BEIJING - The Chinese government is expected to set a lower target for new lending for 2011 than the 7.5 trillion yuan ($1.13 trillion) for this year as it strives to combat price hikes, experts said.
Wang Jun, a researcher with the China Center for International Economic Exchanges, forecast a range from 7 trillion yuan to 7.5 trillion yuan for new loans in 2011, a slight drop to keep inflation in check.
"The government would not allow the same or more money to be pumped into the market as excessive liquidity has fueled fears of rising inflation," he said.

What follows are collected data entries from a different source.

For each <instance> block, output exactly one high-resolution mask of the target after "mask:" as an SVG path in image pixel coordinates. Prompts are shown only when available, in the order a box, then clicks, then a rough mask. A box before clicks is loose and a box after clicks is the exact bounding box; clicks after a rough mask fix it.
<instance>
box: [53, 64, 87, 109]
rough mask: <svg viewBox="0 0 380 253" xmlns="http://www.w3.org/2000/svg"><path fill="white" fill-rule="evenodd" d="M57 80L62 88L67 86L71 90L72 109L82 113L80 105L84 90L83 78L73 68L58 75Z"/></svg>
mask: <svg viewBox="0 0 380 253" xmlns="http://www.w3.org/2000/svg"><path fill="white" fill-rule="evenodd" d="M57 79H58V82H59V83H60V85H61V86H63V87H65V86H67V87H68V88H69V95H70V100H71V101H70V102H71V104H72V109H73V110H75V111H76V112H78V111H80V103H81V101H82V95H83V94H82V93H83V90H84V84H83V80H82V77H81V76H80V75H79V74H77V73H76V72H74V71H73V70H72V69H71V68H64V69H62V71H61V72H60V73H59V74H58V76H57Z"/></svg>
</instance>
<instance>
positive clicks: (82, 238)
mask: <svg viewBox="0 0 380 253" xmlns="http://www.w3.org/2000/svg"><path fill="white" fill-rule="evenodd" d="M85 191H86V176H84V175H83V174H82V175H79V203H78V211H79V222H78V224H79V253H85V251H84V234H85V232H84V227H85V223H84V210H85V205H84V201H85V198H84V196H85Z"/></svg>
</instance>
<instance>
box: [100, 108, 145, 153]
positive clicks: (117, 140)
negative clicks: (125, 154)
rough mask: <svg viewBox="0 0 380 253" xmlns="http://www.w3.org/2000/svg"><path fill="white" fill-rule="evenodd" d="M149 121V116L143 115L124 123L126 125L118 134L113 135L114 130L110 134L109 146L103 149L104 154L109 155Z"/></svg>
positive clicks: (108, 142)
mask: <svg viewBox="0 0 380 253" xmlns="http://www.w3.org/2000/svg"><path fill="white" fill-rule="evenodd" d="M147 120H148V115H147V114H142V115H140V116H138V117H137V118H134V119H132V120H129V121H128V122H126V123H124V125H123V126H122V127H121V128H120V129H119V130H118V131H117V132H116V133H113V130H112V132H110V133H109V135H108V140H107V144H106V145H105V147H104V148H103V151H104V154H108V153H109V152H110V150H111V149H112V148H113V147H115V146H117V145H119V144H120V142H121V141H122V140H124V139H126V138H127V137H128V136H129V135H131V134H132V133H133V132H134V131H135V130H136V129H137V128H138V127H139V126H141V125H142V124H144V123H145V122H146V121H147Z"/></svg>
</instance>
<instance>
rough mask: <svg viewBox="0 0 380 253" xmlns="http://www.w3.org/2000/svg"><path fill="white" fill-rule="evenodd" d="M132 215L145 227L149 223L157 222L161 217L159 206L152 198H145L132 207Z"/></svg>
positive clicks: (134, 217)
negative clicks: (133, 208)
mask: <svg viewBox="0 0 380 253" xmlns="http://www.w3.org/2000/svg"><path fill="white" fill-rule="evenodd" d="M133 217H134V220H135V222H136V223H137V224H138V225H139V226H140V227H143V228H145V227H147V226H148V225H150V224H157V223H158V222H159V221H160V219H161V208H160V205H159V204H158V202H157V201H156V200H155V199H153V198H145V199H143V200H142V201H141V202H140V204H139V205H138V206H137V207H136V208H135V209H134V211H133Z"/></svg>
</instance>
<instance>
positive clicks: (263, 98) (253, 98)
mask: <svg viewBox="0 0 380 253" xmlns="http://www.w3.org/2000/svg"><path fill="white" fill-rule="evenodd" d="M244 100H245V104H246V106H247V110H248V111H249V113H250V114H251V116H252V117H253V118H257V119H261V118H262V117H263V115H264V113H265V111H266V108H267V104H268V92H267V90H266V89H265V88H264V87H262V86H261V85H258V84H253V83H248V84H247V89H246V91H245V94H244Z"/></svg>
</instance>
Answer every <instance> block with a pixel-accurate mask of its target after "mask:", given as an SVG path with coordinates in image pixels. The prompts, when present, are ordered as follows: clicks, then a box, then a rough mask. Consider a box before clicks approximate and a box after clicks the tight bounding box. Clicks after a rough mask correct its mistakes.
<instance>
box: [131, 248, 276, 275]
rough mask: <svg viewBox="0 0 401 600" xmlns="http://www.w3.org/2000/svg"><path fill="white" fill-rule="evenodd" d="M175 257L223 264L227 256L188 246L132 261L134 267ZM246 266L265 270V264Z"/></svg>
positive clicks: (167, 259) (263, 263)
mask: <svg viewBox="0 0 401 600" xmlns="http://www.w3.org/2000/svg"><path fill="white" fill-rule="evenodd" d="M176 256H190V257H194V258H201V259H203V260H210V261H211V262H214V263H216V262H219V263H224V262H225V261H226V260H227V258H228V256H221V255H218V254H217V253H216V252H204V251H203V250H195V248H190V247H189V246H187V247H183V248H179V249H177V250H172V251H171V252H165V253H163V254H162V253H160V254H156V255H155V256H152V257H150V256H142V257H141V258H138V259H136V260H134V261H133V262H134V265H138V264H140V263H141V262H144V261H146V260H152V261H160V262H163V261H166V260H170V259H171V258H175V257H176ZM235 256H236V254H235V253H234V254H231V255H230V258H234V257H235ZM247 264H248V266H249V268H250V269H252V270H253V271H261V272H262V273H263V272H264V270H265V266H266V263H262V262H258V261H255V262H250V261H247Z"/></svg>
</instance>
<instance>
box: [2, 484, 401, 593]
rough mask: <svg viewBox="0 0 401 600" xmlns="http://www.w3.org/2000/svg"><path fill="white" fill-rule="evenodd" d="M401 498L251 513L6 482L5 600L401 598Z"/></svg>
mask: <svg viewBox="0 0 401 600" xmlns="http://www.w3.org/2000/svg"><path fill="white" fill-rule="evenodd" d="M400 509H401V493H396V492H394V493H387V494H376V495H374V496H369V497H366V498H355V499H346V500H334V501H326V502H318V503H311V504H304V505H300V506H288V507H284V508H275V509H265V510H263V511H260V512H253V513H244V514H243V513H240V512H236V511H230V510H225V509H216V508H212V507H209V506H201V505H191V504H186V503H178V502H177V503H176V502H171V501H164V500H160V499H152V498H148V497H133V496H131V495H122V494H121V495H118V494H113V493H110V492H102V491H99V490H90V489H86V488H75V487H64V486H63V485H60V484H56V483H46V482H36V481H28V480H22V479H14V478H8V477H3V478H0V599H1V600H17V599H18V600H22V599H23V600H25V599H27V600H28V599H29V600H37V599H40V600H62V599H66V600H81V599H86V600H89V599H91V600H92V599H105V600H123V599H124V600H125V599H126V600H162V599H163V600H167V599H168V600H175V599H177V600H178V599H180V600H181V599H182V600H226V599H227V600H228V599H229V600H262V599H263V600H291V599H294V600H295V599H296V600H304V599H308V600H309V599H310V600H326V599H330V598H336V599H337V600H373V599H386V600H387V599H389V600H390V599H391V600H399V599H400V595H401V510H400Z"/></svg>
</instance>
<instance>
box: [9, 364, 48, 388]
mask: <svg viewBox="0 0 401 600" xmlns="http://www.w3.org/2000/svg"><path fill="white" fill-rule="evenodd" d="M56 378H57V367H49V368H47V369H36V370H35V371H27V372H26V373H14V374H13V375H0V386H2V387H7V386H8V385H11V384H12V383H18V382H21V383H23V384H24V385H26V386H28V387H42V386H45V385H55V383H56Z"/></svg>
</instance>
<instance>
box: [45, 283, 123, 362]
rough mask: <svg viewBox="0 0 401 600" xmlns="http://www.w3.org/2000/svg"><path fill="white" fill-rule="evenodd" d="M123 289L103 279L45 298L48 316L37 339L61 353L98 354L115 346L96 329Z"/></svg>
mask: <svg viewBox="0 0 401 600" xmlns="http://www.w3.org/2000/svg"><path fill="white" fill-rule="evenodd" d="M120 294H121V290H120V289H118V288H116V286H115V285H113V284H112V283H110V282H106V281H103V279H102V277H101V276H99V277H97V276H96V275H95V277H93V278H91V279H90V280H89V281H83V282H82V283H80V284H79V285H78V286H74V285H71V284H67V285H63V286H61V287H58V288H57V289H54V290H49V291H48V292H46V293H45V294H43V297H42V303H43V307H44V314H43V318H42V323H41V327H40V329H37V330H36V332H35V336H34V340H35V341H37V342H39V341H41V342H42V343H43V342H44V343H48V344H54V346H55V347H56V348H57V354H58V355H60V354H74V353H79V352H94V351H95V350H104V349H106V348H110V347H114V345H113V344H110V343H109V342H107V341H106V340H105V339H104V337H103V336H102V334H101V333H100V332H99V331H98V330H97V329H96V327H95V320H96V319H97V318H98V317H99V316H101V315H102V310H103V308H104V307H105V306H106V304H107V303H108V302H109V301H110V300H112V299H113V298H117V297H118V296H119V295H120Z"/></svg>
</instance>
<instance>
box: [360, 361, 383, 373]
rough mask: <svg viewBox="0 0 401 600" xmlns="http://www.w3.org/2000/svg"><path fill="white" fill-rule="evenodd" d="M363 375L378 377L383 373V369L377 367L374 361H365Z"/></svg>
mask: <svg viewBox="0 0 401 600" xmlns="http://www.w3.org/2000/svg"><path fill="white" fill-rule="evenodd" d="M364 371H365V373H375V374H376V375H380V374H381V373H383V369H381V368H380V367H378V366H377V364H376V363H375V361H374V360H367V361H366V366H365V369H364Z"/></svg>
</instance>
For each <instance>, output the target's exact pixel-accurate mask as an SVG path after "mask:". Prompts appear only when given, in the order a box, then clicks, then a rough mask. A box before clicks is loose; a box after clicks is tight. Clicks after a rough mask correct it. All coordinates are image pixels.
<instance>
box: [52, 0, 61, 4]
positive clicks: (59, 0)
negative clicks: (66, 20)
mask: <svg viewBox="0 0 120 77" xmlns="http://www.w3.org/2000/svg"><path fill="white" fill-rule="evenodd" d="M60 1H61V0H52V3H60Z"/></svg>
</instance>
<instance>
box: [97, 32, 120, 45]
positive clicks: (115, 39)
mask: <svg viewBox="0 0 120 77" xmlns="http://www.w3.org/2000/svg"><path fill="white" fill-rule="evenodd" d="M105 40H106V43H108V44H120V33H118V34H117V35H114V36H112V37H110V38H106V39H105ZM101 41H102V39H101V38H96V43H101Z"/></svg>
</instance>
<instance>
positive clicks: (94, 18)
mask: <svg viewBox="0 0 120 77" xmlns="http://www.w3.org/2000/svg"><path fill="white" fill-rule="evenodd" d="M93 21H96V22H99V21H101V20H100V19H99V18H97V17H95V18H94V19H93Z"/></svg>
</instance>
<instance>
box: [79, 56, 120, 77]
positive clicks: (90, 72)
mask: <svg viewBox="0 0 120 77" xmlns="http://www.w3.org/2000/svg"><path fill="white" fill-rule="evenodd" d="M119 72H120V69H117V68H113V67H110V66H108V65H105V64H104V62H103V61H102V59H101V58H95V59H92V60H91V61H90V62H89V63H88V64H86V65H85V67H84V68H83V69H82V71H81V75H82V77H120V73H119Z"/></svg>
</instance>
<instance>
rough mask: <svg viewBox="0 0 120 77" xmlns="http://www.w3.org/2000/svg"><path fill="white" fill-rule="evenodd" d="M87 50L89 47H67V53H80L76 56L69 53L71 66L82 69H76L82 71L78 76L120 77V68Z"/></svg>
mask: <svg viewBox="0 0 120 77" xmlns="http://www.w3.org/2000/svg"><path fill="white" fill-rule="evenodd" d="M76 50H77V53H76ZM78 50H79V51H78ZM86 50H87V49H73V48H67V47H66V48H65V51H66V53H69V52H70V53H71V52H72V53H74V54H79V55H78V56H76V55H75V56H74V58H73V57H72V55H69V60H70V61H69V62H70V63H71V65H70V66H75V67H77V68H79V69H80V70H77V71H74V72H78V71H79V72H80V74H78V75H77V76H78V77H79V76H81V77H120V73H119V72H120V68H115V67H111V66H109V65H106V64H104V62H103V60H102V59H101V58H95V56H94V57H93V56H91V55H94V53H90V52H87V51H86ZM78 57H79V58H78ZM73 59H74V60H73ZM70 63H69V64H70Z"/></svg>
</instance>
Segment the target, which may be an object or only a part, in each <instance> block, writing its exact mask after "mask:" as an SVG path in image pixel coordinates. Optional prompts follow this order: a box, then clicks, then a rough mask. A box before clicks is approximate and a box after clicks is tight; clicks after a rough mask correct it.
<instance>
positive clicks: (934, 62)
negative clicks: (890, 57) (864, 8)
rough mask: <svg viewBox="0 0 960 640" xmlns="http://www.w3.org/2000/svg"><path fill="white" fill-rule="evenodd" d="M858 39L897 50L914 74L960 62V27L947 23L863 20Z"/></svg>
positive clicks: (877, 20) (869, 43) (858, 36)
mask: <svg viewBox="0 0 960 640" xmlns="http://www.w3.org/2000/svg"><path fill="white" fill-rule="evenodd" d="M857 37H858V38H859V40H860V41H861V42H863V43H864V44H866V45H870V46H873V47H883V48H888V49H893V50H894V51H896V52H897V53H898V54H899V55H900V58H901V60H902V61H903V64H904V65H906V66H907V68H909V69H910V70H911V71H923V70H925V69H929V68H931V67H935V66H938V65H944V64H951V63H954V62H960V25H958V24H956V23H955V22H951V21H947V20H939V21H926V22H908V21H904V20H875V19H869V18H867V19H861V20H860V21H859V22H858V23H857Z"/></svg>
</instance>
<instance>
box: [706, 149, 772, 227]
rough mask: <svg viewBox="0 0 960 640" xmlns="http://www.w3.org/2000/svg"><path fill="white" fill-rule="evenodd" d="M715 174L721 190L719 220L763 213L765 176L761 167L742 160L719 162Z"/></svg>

Chinese banks extended about 9.6 trillion yuan of new loans to back economic growth in 2009. The figure for this year is expected to top the government's goal of 7.5 trillion yuan, with new loans in the first 10 months reaching 6.9 trillion yuan.
The money has helped push up consumer prices to a 25-month high of 4.4 percent in October, above the government's ceiling of 3 percent for the full year.
The inflationary pressure has forced the government to mop up liquidity by using monetary tools and impose administrative intervention to contain prices.
Wang expected the monetary policy for 2011 will be steered from "moderately loose" over the two years to 2010 to "steady" in the next year rather than "tight."
He ruled out the possibility of big drops in new lending or a policy shift to "tight" as the real economy still needed a certain amount of credit to bolster growth and ensure employment.
Combating inflation was an important task but not the principal one, he added. The government would continue to seek a balance between maintaining economic growth, accelerating economic restructuring and fighting inflation in 2011.